It will take us two to three weeks to complete the trenching and collect the samples. Samples will be shipped to certified assayers located in Montreal, Canada. It will take another two to three weeks to obtain results from the lab. We will plot all sample locations on enlarged topographical maps and provide GPS with these locations.
Funds will be used exclusively for trenching, grid installation, metal detection, sample collecting, supplies, shipping, lab costs, meals, motels, truck fuel and labor.
We must conduct exploration to determine what amount of minerals, if any, exist on our properties and if any minerals which are found can be economically extracted and profitably processed.
The property is undeveloped raw land. Exploration and surveying has not been initiated and will not be completed until we raise additional money. That is because we do not have money to complete exploration.
Before minerals retrieval can begin, we must explore for and find mineralized material. After that has occurred we have to determine if it is economically feasible to remove the mineralized material. Economically feasible means that the costs associated with the removal of the mineralized material will not exceed the price at which we can sell the mineralized material. We can't predict what that will be until we find mineralized material.
We do not claim to have any minerals or reserves whatsoever at this time on any of the property.
The property is undeveloped raw land. Exploration and surveying has not been initiated and will not be initiated until we raise money in our public offering.
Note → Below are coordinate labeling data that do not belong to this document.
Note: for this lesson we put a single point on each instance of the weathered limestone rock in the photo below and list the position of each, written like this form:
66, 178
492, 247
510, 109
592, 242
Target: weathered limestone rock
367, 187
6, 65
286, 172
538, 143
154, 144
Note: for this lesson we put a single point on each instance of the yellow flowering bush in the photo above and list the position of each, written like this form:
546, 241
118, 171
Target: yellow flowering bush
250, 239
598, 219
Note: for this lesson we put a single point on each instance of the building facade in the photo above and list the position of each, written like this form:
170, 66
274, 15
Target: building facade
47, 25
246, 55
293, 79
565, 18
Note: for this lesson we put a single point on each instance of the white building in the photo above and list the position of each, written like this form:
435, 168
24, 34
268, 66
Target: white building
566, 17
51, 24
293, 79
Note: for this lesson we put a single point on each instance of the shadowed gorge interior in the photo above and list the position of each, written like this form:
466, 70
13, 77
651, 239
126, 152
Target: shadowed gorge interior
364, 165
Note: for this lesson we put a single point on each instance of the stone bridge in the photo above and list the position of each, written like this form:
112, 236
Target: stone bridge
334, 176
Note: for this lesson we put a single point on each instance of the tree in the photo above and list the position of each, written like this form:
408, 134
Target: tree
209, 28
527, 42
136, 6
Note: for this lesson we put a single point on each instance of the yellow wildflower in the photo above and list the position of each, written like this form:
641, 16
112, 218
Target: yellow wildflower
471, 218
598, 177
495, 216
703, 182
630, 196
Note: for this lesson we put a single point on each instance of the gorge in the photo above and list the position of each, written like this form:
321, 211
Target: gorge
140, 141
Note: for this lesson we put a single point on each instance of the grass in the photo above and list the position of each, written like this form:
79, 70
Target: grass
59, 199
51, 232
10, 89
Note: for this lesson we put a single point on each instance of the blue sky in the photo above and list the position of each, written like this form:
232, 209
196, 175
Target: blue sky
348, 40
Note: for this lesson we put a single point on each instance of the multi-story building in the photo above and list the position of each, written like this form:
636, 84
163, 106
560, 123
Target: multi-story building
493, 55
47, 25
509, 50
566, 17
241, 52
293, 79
That is because we do not have money to start exploration. Once the offering is concluded, we intend to start exploration operations. To our knowledge, the property has never been mined. The only event that has occurred is the staking of the property by Mr. Zamida, a non-affiliate third party and an examination of the property by Mr. Petro, our president. We paid Mr. Zamida $5,000 for the claim. Before minerals retrieval can begin, we must explore for and find mineralized material. After that has occurred we have to determine if it is economically feasible to remove the mineralized material. Economically feasible means that the costs associated with the removal of the mineralized material will not exceed the price at which we can sell the mineralized material. We can't predict what that will be until we find mineralized material.
We do not know if we will find mineralized material. We believe that activities occurring on adjoining properties are not material to our activities. The reason is that whatever is located under adjoining property may or may not be located under the property.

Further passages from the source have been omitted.